Self-Portrait aged Eighteen (click on the image for more information).
Arthur Hughes was born on 27 January 1832 at 7 Dover Street in London, the third and youngest son of Edward and Amy Hughes. Arthur's father was a London hotel manager. Arthur was educated at Archbishop Tenison's Grammar School in Long Acre where he exhibited a precocious talent for drawing. He entered the Government School of Design at Somerset House in 1846 studying under Alfred Stevens. In December 1847 he entered the Royal Academy Schools after winning a scholarship. In 1849 he was awarded the Silver Medal for his drawing from the Antique and he exhibited his first painting at the Royal Academy that same year.
Hughes became interested in Pre-Raphaelitism in 1850 after reading The Germ. He met Dante Gabriel Rossetti, William Holman Hunt, and Ford Madox Brown that same year, although he did not meet John Everett Millais until 1852. In 1852 he exhibited his first Pre-Raphaelite painting, Ophelia, at the Royal Academy. In the 1850s and early 1860s, inspired by Millais, he painted a series of important Pre-Raphaelite paintings including April Love, The Long Engagement, and Home from Sea.

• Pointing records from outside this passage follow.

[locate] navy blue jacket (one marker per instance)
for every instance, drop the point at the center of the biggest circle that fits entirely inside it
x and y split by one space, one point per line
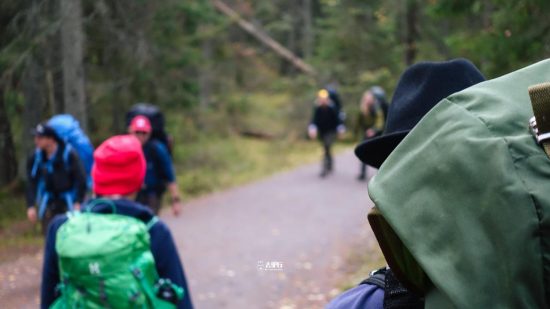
162 246
326 119
363 296
160 170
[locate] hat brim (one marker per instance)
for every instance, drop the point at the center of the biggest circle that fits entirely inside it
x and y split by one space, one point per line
374 151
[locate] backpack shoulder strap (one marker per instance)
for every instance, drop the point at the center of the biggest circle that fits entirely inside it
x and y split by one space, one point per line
66 155
540 126
376 277
37 161
152 222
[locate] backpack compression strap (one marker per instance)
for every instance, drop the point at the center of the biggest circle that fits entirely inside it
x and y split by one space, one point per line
540 125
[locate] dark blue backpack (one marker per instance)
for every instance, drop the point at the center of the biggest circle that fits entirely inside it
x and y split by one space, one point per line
68 129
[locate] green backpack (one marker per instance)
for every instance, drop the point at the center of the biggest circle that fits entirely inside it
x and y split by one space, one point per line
105 261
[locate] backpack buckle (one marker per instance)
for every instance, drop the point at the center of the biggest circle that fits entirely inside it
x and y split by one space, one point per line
540 138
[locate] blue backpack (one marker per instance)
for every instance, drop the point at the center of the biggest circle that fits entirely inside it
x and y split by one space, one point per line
68 129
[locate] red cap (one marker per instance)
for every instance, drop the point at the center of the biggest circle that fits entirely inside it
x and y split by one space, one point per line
119 166
140 124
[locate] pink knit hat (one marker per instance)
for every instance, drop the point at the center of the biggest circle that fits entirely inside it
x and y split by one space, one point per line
119 166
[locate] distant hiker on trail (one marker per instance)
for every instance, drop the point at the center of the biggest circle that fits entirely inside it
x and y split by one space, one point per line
115 253
370 119
160 170
421 87
55 176
325 125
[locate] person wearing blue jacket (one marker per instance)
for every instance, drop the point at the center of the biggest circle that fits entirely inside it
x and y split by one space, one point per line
160 170
118 174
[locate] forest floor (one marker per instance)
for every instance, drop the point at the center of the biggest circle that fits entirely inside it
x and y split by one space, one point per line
292 240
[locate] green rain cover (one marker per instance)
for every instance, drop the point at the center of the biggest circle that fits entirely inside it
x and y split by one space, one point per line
468 194
105 262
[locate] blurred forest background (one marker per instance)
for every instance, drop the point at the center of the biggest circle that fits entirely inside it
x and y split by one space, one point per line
224 70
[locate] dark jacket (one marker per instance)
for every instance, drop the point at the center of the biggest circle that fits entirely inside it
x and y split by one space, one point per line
162 246
64 175
326 119
160 170
363 296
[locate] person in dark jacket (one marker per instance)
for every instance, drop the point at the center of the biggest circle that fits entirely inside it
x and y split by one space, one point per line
117 175
370 119
419 89
325 125
160 170
55 176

From 1852 to 1858 Hughes shared a studio with the sculptor Alexander Munro. On 26 November 1855 he married Tryphena Foord and they were to eventually have six children. He began his career as an illustrator in 1855 and, after the 1860s, his finest work was produced in this area. He did illustrations for magazines such as Good Words and Good Words for the Young as well as many book illustrations, particularly for authors like George Macdonald, Thomas Hughes, and Christina Rossetti.
In 1857 Hughes was part of the group centered around D. G. Rossetti that decorated the Oxford Union Debating Hall with murals. He also participated in the first Pre-Raphaelite group exhibition held at Russell Place in June 1857. His work was included in the Exhibition of Modern British Art in America organized by William Michael Rossetti that toured the United States starting in New York in October 1857.
In 1860 he moved to Ivy Cottage, Staines, and then in 1863 to 12 Oberstein Road in Wandsworth, where he gradually lost contact with many within the Pre-Raphaelite circle. Although he was asked to be a founding member of Morris, Marshall, Faulkner & Co., he declined as he was living out in the country that would have made attending meetings of the firm difficult. In 1863 he toured the European continent with Alexander Munro visiting Antwerp, Cologne, Coblenz, Nuremberg, Munich, Innsbruck, Verona, Padua and Venice. In 1869 he moved to 2 Finborough Road in West Brompton in London and he took on Albert Goodwin as a studio assistant. In 1871 he began to exhibit oil paintings at the Dudley Gallery.
Hughes taught from January to August 1877 at the Working Men's College. In 1886 he was appointed an Examiner for the Art Training School at South Kensington. In 1878 he moved to Wandle Bank in Wallington, Surrey, and in 1891 to Eastside House, Kew Green, Kew, Surrey, where he lived for the remainder of his life. He exhibited his last work at the Royal Academy in 1908. He also exhibited at the Grosvenor Gallery and the New Gallery. He was awarded a Civil List Pension in 1912. He died in relative obscurity at his home in Kew on 23 December 1915 and was buried in Richmond Cemetery.
Timothy Hilton has characterized the career of Arthur Hughes as follows:
The influence of Pre-Raphaelitism in the 1850s and 1860s is perhaps best seen in the art of Arthur Hughes, since his first characteristic as a painter was an ability to absorb and reproduce the innovations of others. He was a born follower, and at no time more so than during his best period, between about 1853 and 1870; just those years when the realistic phase of Pre-Raphaelitism was most diffused, and before Rossetti and Burne-Jones took the movement away from earthly concerns. That later type of painting Hughes could not pursue, for he was a sentimentalist, not a visionary, and that depended on life on this earth. He is a painter of love, and sometimes of marriage, but most of all of trysts and tristesse, of sweet sadness rather than grief, and rarely of happiness. [112-13]
Bibliography
"Artists' Biographies." Visions of Love and Life. Pre-Raphaelite Art from the Birmingham Collection, England. Alexandria, Virginia: Art Services International, 1995. 339.
"Biographical Notes." The Pre-Raphaelites. London: Tate Gallery, 1984. 32.
Hilton, Timothy. The Pre-Raphaelites, London: Thames and Hudson, 1970.
Roberts, Len. Arthur Hughes His Life and Works with a Biographical Introduction by Stephen Wildman. Woodbridge, Suffolk: Antique Collectors' Club, 1997.